К великому горю Миколая, доктор не только добивался паненки, но и добился. Полгода спустя справили свадьбу, и дочь пана полковника, невзирая на потоки слез, которые проливали все родные и домочадцы вообще, а Миколай в особенности, уехала с доктором делить его судьбу.
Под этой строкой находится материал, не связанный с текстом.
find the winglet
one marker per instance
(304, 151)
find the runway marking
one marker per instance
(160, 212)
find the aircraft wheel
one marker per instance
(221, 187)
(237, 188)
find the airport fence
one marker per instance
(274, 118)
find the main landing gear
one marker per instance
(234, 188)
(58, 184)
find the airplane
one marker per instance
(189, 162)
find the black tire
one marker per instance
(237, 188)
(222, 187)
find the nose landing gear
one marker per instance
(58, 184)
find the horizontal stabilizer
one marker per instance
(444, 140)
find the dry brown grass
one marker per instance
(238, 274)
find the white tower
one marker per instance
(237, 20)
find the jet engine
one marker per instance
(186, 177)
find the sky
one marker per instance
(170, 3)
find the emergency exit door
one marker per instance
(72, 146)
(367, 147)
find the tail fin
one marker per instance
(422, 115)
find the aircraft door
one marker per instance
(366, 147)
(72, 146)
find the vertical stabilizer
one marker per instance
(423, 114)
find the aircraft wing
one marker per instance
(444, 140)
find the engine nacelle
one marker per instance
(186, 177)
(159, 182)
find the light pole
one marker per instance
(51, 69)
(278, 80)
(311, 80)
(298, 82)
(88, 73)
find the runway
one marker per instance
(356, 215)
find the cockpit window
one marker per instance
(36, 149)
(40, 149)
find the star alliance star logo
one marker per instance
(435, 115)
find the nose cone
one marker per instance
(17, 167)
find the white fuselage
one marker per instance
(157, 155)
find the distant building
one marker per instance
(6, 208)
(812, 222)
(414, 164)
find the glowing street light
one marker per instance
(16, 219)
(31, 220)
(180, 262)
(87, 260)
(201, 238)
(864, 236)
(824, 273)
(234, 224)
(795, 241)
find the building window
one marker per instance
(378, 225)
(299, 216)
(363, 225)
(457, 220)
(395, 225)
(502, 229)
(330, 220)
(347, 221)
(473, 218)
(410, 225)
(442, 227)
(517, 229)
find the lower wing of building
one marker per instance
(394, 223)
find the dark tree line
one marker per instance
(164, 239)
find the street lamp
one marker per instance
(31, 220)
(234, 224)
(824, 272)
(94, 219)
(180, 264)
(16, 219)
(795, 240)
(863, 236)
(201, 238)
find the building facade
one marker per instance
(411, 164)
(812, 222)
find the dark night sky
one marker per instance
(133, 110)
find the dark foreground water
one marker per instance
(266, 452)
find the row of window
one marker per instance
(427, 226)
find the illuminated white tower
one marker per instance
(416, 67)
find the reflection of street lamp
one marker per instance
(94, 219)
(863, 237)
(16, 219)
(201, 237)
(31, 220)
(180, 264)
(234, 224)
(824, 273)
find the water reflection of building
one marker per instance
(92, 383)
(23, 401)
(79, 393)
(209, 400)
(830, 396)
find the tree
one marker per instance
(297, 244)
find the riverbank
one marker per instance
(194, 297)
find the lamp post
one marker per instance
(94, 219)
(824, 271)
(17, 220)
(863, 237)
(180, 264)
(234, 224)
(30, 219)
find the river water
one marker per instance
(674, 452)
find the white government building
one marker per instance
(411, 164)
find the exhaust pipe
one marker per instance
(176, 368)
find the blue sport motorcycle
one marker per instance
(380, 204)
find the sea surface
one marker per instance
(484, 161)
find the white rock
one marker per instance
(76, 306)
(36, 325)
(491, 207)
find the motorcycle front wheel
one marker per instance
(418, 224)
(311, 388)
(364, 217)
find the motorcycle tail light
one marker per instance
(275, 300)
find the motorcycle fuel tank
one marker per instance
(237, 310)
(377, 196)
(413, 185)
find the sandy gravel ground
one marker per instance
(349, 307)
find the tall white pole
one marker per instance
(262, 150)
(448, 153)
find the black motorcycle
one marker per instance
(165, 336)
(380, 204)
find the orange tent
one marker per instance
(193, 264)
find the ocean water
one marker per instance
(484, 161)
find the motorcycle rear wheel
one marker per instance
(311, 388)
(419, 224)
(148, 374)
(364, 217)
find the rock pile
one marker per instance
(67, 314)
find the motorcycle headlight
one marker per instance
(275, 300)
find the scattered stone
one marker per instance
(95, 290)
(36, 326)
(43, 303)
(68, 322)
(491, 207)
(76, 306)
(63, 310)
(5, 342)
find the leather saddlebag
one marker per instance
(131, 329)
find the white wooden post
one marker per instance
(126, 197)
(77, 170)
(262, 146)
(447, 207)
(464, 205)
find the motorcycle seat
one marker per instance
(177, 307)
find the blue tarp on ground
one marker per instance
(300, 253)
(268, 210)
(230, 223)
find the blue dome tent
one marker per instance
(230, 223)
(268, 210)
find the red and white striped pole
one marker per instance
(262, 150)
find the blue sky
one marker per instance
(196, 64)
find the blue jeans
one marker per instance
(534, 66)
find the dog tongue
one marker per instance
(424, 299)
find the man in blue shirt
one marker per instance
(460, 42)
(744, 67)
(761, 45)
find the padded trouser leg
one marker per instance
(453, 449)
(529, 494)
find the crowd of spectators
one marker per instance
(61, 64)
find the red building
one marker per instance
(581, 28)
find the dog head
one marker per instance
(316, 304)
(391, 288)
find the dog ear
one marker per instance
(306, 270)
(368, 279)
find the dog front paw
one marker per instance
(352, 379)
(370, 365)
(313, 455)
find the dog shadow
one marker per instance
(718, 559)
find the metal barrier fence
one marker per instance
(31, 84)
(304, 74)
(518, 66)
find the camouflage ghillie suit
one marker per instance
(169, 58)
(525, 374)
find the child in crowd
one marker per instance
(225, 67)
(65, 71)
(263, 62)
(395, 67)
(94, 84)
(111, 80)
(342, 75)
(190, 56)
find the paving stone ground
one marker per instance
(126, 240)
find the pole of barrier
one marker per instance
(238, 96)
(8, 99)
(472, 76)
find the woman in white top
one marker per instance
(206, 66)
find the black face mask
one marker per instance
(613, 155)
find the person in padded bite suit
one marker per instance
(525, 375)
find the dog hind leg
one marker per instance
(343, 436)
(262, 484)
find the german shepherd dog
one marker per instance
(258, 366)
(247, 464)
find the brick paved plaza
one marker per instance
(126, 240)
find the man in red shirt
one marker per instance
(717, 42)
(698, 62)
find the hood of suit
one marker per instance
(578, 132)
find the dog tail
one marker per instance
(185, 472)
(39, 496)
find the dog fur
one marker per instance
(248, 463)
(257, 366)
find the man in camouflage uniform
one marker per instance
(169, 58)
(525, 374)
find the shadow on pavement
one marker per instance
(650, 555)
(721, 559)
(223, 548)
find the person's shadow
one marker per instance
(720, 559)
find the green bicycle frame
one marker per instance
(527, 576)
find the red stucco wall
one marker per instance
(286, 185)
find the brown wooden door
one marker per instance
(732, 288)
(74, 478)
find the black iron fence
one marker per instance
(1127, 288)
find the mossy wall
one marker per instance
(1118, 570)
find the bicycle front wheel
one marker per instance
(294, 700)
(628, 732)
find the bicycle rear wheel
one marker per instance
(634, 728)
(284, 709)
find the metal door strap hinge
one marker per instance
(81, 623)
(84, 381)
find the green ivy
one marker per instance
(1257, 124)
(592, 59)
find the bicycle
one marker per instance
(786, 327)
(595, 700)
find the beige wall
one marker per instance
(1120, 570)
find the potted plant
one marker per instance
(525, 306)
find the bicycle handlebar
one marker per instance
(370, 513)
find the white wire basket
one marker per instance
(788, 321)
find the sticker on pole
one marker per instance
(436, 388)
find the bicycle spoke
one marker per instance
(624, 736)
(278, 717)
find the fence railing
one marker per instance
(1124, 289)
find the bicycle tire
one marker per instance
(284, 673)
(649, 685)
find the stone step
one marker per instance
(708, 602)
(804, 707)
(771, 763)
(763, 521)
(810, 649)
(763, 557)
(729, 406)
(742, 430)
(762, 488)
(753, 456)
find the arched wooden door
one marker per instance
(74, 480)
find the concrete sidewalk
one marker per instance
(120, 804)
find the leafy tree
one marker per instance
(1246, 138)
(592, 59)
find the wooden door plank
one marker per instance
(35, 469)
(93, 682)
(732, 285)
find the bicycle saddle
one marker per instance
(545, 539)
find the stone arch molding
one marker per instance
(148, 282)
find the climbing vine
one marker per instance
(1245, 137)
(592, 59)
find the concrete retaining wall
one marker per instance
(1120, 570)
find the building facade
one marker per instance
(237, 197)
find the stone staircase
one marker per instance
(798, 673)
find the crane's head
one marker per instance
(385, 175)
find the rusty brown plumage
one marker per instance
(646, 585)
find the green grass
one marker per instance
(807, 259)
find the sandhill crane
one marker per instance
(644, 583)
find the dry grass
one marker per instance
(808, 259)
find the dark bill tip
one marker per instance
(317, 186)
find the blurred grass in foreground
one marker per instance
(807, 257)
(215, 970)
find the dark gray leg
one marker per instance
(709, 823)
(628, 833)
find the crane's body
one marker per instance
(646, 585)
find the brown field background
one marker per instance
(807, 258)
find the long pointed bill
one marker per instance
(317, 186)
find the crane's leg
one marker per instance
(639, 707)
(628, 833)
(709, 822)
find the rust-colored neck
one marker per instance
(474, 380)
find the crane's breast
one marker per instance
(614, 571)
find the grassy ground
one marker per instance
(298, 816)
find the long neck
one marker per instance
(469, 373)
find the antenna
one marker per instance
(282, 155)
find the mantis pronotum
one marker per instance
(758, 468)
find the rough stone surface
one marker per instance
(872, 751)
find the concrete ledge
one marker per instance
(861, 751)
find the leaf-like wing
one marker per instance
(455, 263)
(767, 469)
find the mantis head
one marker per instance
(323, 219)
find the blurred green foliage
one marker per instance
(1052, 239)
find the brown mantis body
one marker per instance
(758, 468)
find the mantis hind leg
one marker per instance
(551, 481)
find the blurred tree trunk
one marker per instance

Миколай на нее не обижался, да и не мог долго питать к ней обиду: слишком он ее любил, но доктора старик не хотел простить. Даже никогда не упоминал его имени и вообще старался не говорить о нем. Кстати сказать, тетя Марыня была очень счастлива с доктором Станиславом. Через год бог дал им прекрасного мальчишку, еще через год — девочку, а потом так уж и пошло по очереди, как по расписанию. Миколай любил этих детей, как родных, носил их на руках, нянчил, целовал, но что в сердце его таилась еще какая-то горечь из-за мезальянса тети Марыни — это я неоднократно замечал. Помню, однажды в рождественский сочельник сели мы за стол разговляться, как вдруг издали по обледенелой дороге послышалось громыхание экипажа. Мы всегда ждали множество родных, поэтому отец сказал:
— Посмотри-ка, Миколай, кто там едет.
Миколай вышел и через минуту вернулся с сияющим лицом.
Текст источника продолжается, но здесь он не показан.